Spurring Early Greenhouse Gas Reductions in the U.S.
By Dr. Daniel J. Dudek and Joseph Goffman
Now what? That question has been on the minds of environmentalists, business leaders, politicians, and many ordinary citizens around the world as they ponder the outcome of December's climate summit in Kyoto, Japan.
The results from Kyoto actually are quite remarkable. For industrial countries to meet their commitment to cut greenhouse gas emissions at least 5% below 1990 levels, starting in 2008, will be both a formidable and a promising task. Formidable, because if the U.S. were to continue with "business as usual," our greenhouse gas (GHG) emissions in 2008 could be 30% above 1990 levels! But also promising, because the strategies and technologies to accomplish the needed reductions are sure to promote a host of beneficial innovations.
The daunting nature of the challenge can be seen in the graph at right. If the U.S. remains on its current course and follows the upward curve of GHG emissions, it will have to make abrupt changes later to get its emissions back down to the levels required by the Kyoto treaty in 2008-2012. Such abrupt changes will be expensive, and will increase the political resistance to comply with the treaty and limit the choices we can make in response to the climate challenge.
Greenhouse Gases Persist for Decades
The upward curve poses a serious environmental risk. Greenhouse gases do their damage by staying in the atmosphere for long periods of time, typically a century or more. That is why preventing their release in the first place is so important. Because the climate treaty's limits do not begin to take effect until 2008, however, there could be ten more years of increased, unchecked GHG emissions, as shown by the upward curve. Those increased emissions represent more warming of the atmosphere.
For all these reasons, the best answer to "Now what?" may be this: Start cutting GHG emissions as quickly as possible, well before treaty obligations begin in 2008. A market-based approach long advocated by EDF -(Environmental Defense Fund) and built into the treaty itself - provides the tools needed to stimulate early reductions.
The climate treaty will create a worldwide market for GHG emission reductions. After 2008, companies and countries that can reduce GHG emissions more than required will be able to earn money by selling the excess reductions to those that face greater difficulty in making their own cuts. This creates a positive economic incentive for making extra reductions.

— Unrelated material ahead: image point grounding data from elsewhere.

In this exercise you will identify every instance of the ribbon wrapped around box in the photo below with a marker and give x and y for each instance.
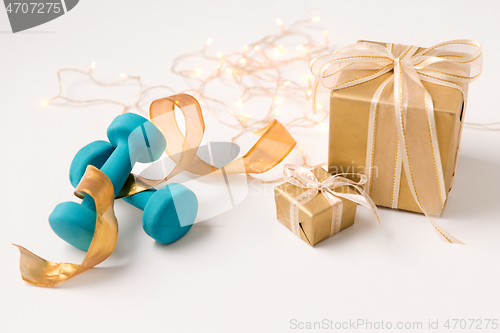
(396, 115)
(315, 205)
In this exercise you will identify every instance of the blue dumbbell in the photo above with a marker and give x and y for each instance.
(169, 212)
(134, 139)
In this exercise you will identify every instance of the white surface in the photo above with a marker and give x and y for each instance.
(241, 271)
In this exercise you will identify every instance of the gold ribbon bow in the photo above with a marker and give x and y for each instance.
(451, 64)
(303, 177)
(272, 147)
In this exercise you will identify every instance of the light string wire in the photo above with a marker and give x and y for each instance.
(257, 71)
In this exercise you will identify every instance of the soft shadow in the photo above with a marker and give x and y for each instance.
(198, 232)
(129, 228)
(364, 224)
(92, 277)
(475, 196)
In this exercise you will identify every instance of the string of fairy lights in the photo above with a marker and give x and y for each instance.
(258, 72)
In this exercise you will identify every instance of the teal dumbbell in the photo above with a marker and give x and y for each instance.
(169, 212)
(133, 139)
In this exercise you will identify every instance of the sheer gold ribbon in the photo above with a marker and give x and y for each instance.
(272, 147)
(41, 272)
(449, 64)
(303, 177)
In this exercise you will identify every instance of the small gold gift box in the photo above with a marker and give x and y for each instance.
(317, 217)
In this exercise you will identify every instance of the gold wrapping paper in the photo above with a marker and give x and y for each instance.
(349, 137)
(315, 216)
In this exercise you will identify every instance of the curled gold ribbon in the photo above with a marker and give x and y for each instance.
(272, 147)
(451, 64)
(303, 177)
(41, 272)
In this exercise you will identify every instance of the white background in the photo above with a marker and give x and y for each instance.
(241, 271)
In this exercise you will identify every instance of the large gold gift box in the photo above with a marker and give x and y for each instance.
(315, 216)
(349, 123)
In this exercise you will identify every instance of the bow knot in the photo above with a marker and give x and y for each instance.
(450, 64)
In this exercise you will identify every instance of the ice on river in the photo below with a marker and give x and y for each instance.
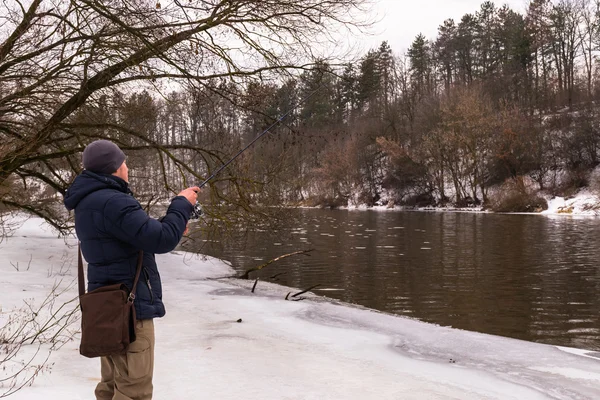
(311, 349)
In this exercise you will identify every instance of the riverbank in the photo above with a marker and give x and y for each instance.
(311, 349)
(584, 203)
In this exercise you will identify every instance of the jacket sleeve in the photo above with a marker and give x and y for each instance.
(127, 221)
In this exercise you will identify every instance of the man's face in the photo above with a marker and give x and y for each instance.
(123, 172)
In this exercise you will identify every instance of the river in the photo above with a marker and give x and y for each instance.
(529, 277)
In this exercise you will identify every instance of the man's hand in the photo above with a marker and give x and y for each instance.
(191, 194)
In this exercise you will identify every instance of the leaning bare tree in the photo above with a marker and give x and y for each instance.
(59, 58)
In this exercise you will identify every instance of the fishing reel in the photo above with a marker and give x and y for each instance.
(197, 211)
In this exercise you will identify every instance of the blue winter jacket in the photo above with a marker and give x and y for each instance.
(112, 227)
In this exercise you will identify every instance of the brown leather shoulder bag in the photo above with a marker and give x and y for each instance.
(107, 315)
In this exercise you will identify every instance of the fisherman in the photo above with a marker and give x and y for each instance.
(112, 227)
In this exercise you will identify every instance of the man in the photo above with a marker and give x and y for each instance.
(112, 227)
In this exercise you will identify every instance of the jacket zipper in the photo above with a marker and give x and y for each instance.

An identical economic incentive system can be put into place - and quickly - to stimulate businesses to make early reductions voluntarily before 2008. Under such a system, companies that find ways to make early reductions would earn GHG reduction credits that they could save and use later to meet their mandatory GHG reduction requirements. They could also sell the credits to other companies who might need them for the same purpose. Either way, such a program would offer financial value to companies who make GHG reductions today or any time before 2008. This would benefit the environment by providing the atmosphere years of relief from the gasses' effects.
How it Worked for Acid Rain
The 1990 Clean Air Act's acid rain program shows how powerful such incentives can be in producing the early emissions reductions so critical to the battle against global warming. That program operates through a similar trading market to reduce emissions of sulfur dioxide (SO2), a major cause of acid rain. Electric power plants that reduce their emissions below the mandatory level during the program's first phase, between 1995 and 2000, can save those extra reductions to use or sell after the year 2000, when additional reduction requirements are fully implemented.

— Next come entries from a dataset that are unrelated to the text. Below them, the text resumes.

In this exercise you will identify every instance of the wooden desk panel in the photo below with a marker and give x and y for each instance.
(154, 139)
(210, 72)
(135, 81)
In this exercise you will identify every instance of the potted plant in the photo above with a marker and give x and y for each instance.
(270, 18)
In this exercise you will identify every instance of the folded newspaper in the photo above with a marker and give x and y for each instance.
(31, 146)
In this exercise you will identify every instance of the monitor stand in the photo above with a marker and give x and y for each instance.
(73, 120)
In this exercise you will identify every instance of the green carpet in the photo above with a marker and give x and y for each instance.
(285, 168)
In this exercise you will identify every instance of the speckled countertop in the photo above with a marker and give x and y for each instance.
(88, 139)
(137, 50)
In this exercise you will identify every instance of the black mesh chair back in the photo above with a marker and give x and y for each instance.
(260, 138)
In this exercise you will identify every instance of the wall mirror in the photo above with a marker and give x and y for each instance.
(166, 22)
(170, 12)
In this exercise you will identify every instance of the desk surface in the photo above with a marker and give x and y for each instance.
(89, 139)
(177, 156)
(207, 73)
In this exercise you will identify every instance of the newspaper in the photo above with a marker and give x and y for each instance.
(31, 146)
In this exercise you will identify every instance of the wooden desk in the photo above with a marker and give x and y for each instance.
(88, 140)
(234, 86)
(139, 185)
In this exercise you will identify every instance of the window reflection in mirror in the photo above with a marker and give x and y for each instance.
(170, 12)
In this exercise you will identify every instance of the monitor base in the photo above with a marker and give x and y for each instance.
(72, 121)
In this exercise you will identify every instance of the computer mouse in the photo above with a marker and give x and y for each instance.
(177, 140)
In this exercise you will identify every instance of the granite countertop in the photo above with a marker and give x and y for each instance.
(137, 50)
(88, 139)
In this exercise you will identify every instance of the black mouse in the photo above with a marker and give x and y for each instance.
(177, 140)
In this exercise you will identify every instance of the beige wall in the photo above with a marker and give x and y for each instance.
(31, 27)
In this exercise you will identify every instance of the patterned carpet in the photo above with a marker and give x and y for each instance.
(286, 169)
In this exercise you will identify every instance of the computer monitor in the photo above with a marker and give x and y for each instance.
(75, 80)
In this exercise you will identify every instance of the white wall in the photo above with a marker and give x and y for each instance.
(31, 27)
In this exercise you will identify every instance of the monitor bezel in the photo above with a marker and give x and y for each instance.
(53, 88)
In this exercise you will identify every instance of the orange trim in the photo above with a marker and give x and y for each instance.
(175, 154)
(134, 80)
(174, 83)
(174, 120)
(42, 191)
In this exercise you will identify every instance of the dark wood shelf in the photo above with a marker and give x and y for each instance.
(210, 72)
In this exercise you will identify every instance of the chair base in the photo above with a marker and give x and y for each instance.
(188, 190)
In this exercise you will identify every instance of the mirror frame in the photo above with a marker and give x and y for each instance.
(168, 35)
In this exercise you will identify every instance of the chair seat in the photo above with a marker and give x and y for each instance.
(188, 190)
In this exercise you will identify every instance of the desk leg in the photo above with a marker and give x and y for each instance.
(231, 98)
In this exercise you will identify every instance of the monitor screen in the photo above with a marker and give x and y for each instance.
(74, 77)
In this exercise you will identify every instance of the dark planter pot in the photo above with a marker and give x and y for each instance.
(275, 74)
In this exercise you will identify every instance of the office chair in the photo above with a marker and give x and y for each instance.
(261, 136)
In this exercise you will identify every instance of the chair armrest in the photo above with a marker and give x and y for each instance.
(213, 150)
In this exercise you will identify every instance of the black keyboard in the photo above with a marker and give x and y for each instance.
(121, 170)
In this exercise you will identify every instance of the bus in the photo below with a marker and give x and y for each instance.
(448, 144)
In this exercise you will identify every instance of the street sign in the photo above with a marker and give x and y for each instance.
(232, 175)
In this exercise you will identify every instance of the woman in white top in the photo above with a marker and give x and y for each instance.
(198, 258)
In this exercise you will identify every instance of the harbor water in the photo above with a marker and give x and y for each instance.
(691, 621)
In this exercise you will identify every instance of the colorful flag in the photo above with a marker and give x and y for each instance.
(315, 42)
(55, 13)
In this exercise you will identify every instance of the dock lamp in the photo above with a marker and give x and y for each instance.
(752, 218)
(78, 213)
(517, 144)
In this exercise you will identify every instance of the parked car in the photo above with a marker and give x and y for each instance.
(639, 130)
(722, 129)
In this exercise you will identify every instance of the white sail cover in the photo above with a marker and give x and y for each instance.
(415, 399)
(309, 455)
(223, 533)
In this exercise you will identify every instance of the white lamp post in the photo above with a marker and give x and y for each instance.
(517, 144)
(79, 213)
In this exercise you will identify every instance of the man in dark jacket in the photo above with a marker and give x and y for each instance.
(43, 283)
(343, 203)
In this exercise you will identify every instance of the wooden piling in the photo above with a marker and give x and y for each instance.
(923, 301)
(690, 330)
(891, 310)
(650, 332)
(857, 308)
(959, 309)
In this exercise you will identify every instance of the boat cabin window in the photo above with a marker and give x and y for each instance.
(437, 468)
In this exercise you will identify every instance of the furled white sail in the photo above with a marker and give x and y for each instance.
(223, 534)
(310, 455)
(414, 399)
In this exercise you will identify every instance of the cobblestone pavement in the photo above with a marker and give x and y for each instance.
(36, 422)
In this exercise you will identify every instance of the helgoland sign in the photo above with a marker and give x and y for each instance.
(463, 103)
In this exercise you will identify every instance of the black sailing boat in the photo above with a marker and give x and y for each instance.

As shown in EDF's recent study, More Clean Air for the Buck: Lessons from the Acid Rain Program, the incentives created by this opportunity to profit from early reductions have led utilities to cut SO2 emissions by about 35% more than required in 1995 and 1996. The incentives have also created competition among pollution-reduction methods, driving down the cost of the reductions to less than one-tenth of the predicted cost.
The President and Congress can and should move quickly to create a voluntary program for early GHG reductions that would mimic the first phase of the acid rain program. Participants who chose to join the program would agree to keep their GHG emissions at a certain level.

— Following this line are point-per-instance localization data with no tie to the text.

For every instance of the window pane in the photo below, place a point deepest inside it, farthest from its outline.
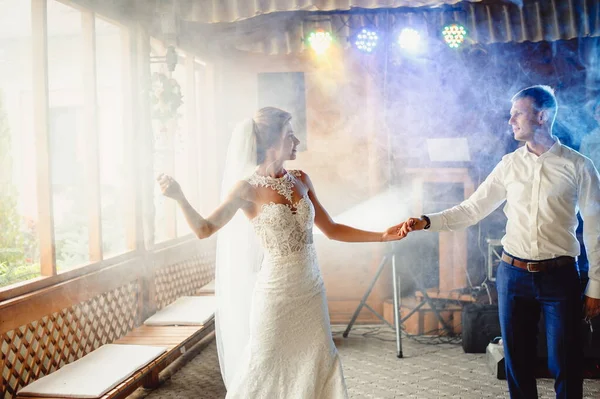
(180, 147)
(166, 108)
(67, 138)
(19, 253)
(111, 133)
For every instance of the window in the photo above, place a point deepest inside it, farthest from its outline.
(111, 134)
(19, 244)
(67, 135)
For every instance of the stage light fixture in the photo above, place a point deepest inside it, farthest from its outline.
(320, 40)
(409, 39)
(454, 35)
(366, 40)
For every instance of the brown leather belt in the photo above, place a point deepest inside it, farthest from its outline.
(539, 266)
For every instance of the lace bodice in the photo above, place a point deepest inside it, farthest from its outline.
(283, 229)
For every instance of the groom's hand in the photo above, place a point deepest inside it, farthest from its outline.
(394, 233)
(412, 224)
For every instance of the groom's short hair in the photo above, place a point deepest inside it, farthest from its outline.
(543, 99)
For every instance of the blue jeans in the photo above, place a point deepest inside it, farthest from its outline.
(522, 296)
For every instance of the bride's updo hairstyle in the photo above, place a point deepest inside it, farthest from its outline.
(268, 127)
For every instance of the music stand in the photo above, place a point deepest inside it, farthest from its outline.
(396, 287)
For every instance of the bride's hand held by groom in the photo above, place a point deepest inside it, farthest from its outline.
(394, 233)
(170, 187)
(401, 230)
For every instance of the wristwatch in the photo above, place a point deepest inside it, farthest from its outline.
(427, 220)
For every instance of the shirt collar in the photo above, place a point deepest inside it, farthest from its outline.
(556, 149)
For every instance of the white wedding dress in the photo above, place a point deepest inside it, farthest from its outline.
(291, 353)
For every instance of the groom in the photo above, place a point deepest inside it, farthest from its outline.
(544, 184)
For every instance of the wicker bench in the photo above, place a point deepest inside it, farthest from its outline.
(173, 340)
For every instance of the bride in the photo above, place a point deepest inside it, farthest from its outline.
(272, 323)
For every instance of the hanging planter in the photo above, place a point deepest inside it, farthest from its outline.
(165, 98)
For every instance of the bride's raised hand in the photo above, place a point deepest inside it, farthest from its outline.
(169, 187)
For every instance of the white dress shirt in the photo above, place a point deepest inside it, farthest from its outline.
(590, 147)
(543, 195)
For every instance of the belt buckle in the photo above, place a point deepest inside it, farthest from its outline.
(532, 270)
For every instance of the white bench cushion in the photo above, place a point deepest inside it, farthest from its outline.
(185, 311)
(208, 289)
(94, 374)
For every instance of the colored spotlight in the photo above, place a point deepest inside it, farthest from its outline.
(366, 40)
(320, 40)
(454, 35)
(409, 39)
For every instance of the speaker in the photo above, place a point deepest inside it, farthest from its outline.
(480, 325)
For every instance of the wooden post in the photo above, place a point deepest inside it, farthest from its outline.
(45, 226)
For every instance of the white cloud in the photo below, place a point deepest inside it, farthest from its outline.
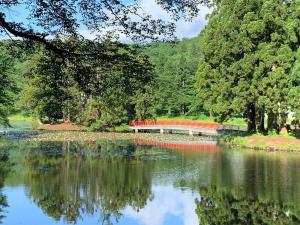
(184, 29)
(167, 201)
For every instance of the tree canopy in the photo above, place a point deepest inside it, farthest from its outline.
(248, 54)
(53, 18)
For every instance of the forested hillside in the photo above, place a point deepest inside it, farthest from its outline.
(140, 83)
(175, 67)
(249, 63)
(82, 89)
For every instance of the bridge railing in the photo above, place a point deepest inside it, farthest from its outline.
(175, 123)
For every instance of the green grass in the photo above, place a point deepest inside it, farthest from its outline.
(20, 117)
(124, 128)
(262, 144)
(20, 121)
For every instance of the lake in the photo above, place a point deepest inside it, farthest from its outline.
(145, 183)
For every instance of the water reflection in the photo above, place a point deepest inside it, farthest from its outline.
(119, 182)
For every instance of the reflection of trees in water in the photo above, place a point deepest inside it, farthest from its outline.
(262, 190)
(69, 180)
(5, 167)
(221, 207)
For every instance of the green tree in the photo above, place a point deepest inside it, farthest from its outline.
(248, 50)
(175, 67)
(8, 87)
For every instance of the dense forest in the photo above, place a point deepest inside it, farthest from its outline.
(139, 83)
(244, 64)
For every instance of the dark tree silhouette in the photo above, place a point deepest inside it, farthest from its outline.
(61, 18)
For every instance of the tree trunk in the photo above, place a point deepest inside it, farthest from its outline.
(282, 125)
(261, 126)
(272, 122)
(251, 118)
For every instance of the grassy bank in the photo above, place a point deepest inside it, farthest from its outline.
(271, 142)
(205, 118)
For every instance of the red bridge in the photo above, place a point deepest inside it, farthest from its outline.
(192, 146)
(191, 127)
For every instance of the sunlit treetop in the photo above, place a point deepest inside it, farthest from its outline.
(46, 19)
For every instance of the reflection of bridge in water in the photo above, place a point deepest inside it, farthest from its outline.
(191, 127)
(194, 146)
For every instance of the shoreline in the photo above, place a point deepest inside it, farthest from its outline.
(280, 144)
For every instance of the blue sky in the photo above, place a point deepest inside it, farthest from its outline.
(185, 29)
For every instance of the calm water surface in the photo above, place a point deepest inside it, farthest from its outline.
(121, 182)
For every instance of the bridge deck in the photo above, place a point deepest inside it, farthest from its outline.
(191, 127)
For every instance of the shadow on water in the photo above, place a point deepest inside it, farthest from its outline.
(72, 180)
(5, 168)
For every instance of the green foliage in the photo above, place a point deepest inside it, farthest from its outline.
(87, 90)
(51, 93)
(8, 87)
(175, 67)
(248, 51)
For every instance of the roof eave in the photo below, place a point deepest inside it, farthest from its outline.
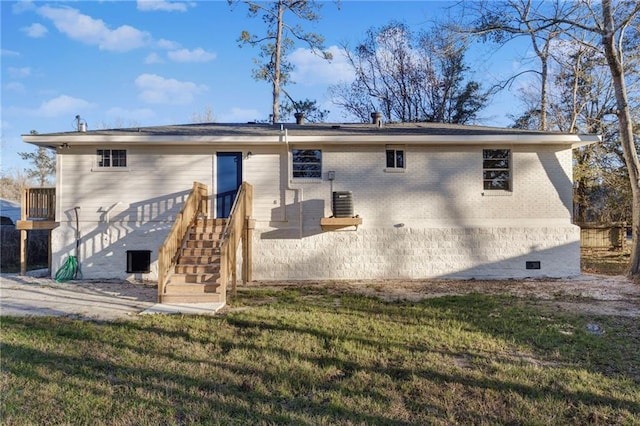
(498, 139)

For example, a company could agree to offset any increase above present levels of emissions. For any GHG reductions they made below present levels, they would receive GHG reduction credits, which they could use to meet any future (post-2008) obligations. Under such a program, early GHG reductions would have tangible financial value - as do SO2 reductions made between 1995 and 2000. Thus, companies who could make GHG reductions before 2008 would have a compelling financial reason for doing so.
An effective early reduction program would slow, and possibly even reverse, the upward climb of the curve shown in the graph. As a result, the U.S. economy's transition to the Kyoto treaty's limits on GHG emissions would afford a "soft landing."
Reducing greenhouse gas emissions in the next ten years not only benefits the environment, but also promotes the early discovery and use of technological innovations that ultimately benefit the economy. A voluntary program that delivers both economic and environmental benefits should command the support of the business community and of both political parties.
Dr. Daniel J. Dudek is an economist and Joseph Goffman is an attorney. Both are on EDF's Global and Regional Air Program staff.